The Plaintiff stated during her cross-examination that this was a false declaration because there was only one instance where she got up during a court proceeding. However, the evidence includes a Manulife “Activity Note” summarizing a phone call between Manulife and her former supervisor, Richard MacAndrew, dated August 7, 2012, which states:
However it was very tough for her as she had conflicts with the judiciary many times as she kept having to get up as she could not sit continuously. This was distracting for the Court proceedings and resulted in complaints to the EE’s supervisor.
The Plaintiff’s position is that she thinks Mr. MacAndrew was influenced by the Manager of Operations to make that statement. However, there is no evidence before me to support that allegation.
Furthermore, the Plaintiff confirmed that the judiciary had some concerns with her situation which resulted in complaints to her immediate supervisor. The Plaintiff’s view was that the complaints were fabricated.
The Plaintiff also alleged that the following statement outlined in Question 18 of the Job Information Questionnaire was a false representation: “Michelle has limited mobility in the use of her arms which caused her to take longer to process the files.” The Plaintiff believed this statement was “made [sic] up” but provided no evidence to support this allegation.
Finally, the Plaintiff alleged that the following statement was a false representation: “In summary, Michelle was still able to perform her duties but not as efficiently as the judiciary required”. The Plaintiff indicated that this was a false representation because her duties included things she was not trained to do, and that her employer kept increasing their expectations of her. The Plaintiff also stated that, “this is what they do with people that have disabilities to get rid of them”. However, Ms. Botosh provided no supporting evidence of these allegations.

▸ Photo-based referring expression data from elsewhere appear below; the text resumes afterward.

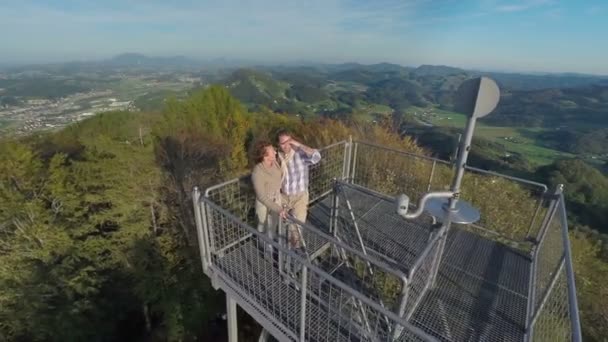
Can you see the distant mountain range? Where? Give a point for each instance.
(354, 71)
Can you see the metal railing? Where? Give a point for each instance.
(552, 303)
(330, 298)
(512, 213)
(342, 282)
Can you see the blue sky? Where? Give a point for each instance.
(513, 35)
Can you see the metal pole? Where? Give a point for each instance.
(463, 154)
(428, 188)
(231, 317)
(303, 303)
(354, 162)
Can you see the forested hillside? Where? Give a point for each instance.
(97, 237)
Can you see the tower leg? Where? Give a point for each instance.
(231, 317)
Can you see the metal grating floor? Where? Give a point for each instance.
(480, 293)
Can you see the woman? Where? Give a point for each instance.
(267, 177)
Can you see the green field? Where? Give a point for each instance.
(514, 139)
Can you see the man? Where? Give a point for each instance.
(295, 159)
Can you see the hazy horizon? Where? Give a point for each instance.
(526, 36)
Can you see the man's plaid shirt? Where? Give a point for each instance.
(296, 178)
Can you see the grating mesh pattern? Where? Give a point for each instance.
(339, 289)
(552, 316)
(480, 292)
(553, 323)
(382, 231)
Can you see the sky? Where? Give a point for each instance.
(500, 35)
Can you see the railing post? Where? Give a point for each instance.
(347, 158)
(401, 310)
(199, 219)
(531, 309)
(304, 290)
(354, 162)
(572, 301)
(231, 319)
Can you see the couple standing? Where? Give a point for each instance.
(281, 185)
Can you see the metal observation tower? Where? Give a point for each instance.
(399, 247)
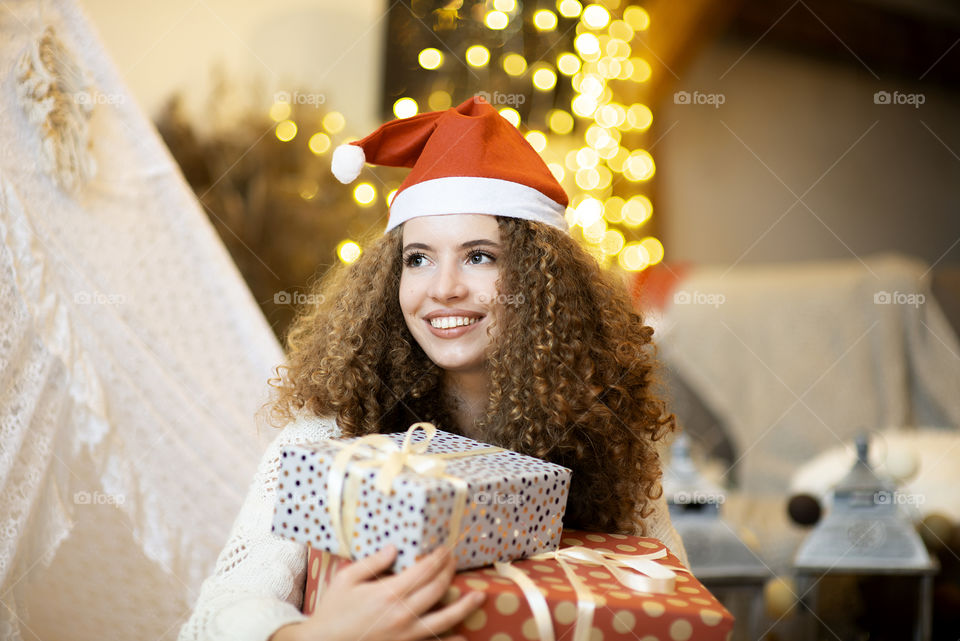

During cross-examinations, the Plaintiff was asked whether the Defendant’s answers to questions 19 and 20 on the Job Information Questionnaire were false declarations.
Question 19 stated:
Were there any changes made in the employee’s job as a result of the disability? (Yes)
If yes explain:
The management team attempted to change her duties. We scheduled her in courts we thought would give her more mobility (standing and moving around) and court proceedings where she would not have to do as much writing or typing. It is very hard to accommodate her needs since the court operations could be very demanding. The courts then attempted to provide her with administrative duties 2 times per week.
Unfortunately, we did need Michelle to return to court with the high demand of Registrar’s. With the dynamics of the courts and her knowledge of specific areas, we were having major difficulties in placing her into a less demanding in-court environment.
Question 20 stated:
Please provide any additional information that you believe should be considered in assessing this claim:
As a registrar, Michelle seems to have many physical limitations to be able to complete her role. On many occasions the management team has tried to accommodate Michelle however never seemed to achieve a positive end result.
The Plaintiff indicated that “they didn’t try to accommodate me”.
However, the Plaintiff admitted during cross-examination that she was on a four-day accommodation plan. The Plaintiff also admitted that there was an accommodation plan in place but that it was not followed. The Plaintiff stated that the accommodation plan called for “alternative days in court and then I’d do admin work”.
This is consistent with what the Defendant stated in the Job Information Questionnaire:
The courts then attempted to provide her with administrative duties 2 times per week.
Unfortunately, we did need Michelle to return to court with the high demand of Registrar’s.
C. Considering the Elements of Fraudulent Misrepresentation
a. The Defendant made a false representation of fact
First, I will consider the omission of reference letters and the accommodation plan.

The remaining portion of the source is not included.